Maybe I laughed so hard, I started crying.
Maybe I smiled so much, I had to sob.
Maybe I talked too much, I was silenced.
Maybe I loved too much and I had to be broken.
Maybe I gave too much, I lost myself.
Maybe I shared too much, that I got sold.
Maybe I cared too much, I got forgotten so easily.
Maybe I danced too much, I lost the chance.
Maybe I held on too tight, I got pulled away.
Maybe I loved rain so much, the clouds vanished
Maybe I trusted too much, I became scared of trust.
Maybe I felt so much, I became numb.
Maybe I hated myself too much, I had to give up.
Maybe I wiped too many tears, I got wiped out of lives.
Maybe I lend my shoulder for people to cry on too much, that they didn't even bend their heads to see me on my knees.
Maybe I lend my shoulder for people to cry on too much, that they walked away with their shoulders high, as I lay there on my knees feeling helpless.
Maybe I built so many dreams, I got crumbled myself.

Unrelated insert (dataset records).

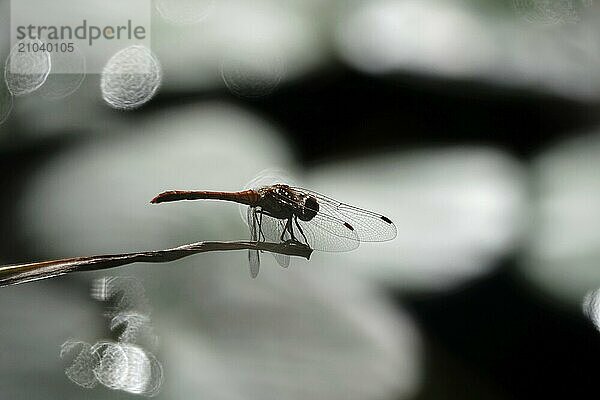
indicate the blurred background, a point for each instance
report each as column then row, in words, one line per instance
column 473, row 125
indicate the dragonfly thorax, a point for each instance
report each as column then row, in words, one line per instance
column 282, row 202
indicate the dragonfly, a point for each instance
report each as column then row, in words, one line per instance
column 286, row 214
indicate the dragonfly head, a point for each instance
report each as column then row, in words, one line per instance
column 310, row 209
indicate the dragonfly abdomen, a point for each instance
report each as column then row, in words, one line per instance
column 247, row 197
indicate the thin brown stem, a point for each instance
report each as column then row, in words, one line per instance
column 21, row 273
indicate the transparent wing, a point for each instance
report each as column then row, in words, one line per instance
column 253, row 255
column 323, row 233
column 369, row 226
column 272, row 229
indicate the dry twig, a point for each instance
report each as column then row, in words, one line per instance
column 21, row 273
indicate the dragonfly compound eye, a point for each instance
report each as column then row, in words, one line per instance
column 310, row 209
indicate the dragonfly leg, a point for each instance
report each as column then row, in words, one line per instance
column 288, row 228
column 300, row 229
column 260, row 232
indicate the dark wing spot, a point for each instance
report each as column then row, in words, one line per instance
column 386, row 219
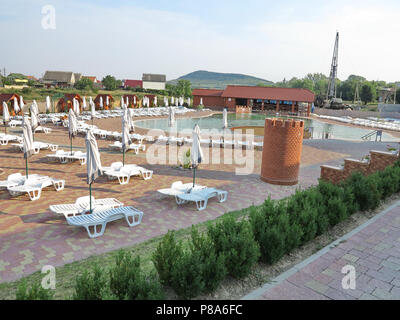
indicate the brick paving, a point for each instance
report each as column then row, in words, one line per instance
column 31, row 236
column 373, row 250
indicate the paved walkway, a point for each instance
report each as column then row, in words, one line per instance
column 373, row 250
column 31, row 236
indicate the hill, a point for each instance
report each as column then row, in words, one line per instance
column 206, row 79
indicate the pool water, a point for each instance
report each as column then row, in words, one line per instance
column 315, row 128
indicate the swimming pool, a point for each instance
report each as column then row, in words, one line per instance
column 320, row 130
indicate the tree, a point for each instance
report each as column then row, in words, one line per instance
column 84, row 84
column 366, row 93
column 110, row 83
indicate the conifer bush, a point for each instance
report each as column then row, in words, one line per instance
column 235, row 240
column 166, row 255
column 36, row 292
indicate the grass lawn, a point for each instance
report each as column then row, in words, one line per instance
column 66, row 275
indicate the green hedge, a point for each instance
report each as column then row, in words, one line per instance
column 274, row 229
column 230, row 247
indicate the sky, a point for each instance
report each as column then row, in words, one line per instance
column 272, row 40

Maybe I told them everyday that they meant everything to me and all they did was take me for granted.
Maybe I hated loosing people and that made it so easy for them to walk away.
Maybe I missed them so much, that they decided to make me more miserable.
Maybe I wanted to be with them so much, that everything pulled us apart.
I gave everyone my everything, they walked away leaving me begging for them to return.
I did everything in extreme and got punished in extreme.